WGA West president Patric Verrone, whose two-year term has been marked by a far more assertive approach to negotiations, plans to seek re-election.
Verrone told Daily Variety that he’ll run if the WGA West nominating committee selects him next month but didn’t elaborate. Given that Verrone won the election in 2005 over Ted Elliott with 69% backing, it’s improbable that the panel — which usually nominates incumbents — would spurn Verrone’s offer.
No challenger has yet emerged for the election, which will take place in September and also feature contests for VP, secretary-treasurer and eight of the 16 board seats to rep the 9,000 members of the WGA West. After the nominating committee announces candidates in late June, other candidates will have until July 20 to qualify via petition.
The WGA East, based in Gotham, will also announce its candidates next month following its call for nominations to the 4,000 members of that branch of the guild. Current prexy Chris Albers hasn’t indicated if he’ll run again, two years after defeating Richard Wesley for the top slot.
The elections, which usually draw about 20% participation, will be closely watched by the entire industry since the contests will take place against the backdrop of what are expected to be contentious contract negotiations. Bargaining starts July 16; the WGA’s current three-year deal expires Oct. 31.

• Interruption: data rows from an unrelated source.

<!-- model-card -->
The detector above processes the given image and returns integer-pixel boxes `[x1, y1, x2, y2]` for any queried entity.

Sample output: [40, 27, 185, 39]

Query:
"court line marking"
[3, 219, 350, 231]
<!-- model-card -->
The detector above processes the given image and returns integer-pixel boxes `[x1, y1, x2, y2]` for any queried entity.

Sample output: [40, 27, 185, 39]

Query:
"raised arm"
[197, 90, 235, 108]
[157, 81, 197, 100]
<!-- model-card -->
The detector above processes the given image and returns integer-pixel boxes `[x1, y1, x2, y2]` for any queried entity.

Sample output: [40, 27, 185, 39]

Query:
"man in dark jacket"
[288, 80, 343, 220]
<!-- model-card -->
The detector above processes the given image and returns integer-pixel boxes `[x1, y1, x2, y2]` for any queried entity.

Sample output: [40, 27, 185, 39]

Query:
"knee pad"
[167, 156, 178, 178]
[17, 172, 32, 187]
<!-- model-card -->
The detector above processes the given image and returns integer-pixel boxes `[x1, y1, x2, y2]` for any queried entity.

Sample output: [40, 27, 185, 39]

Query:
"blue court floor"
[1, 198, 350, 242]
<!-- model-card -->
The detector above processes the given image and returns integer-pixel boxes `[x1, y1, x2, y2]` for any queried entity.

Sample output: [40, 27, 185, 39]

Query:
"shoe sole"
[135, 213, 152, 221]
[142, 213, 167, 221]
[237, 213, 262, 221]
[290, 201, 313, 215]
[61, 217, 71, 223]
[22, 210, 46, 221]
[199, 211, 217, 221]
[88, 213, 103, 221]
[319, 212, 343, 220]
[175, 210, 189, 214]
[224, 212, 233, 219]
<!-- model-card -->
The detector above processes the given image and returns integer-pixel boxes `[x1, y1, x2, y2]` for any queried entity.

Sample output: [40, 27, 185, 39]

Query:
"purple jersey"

Two years ago, Verrone’s Writers United slate easily swept the WGA West election after campaigning on a platform highlighted by promises of organizing non-union work in reality, animation and cable; better relations with the WGA East; and better communications with members.
But the election of Verrone’s slate also reflected members’ frustration with negotiations in 2004, when the WGA couldn’t achieve its centerpiece goal of sweetening the DVD payout formula. And a week after Verrone ascended to the presidency, the board fired longtime exec director John McLean and replaced him with organizing chief David Young.
That led to more confrontational tactics and an increase in hostile rhetoric between the guild and lead industry negotiator Nick Counter during the run-up to negotiations. Some guild members have contended that the more assertive strategies carry the risk of marginalizing the WGA, but those policies received major support last fall when WGA West members backed all eight board candidates that Verrone had endorsed.
The only announced successes on the organizing front have been on two Comedy Central shows — “The Daily Show With Jon Stewart” and “The Colbert Report.” Verrone, an animation writer with credits on “Futurama,” “The Critic” and “The Simpsons,” has insisted that the focus on organizing is crucial to the future of showbiz writing by assuring that scribes have guild protections and benefits.
Verrone and Albers stressed last week, as part of the “pattern of demands” sent to members, that they’re most interested in making sure that writers are paid appropriately for Internet reuse and for work created specifically for the Web, cell phones and other digital platforms. Counter dismissed the WGA’s wish list as a nonstarter out of touch with the current realities of showbiz economics.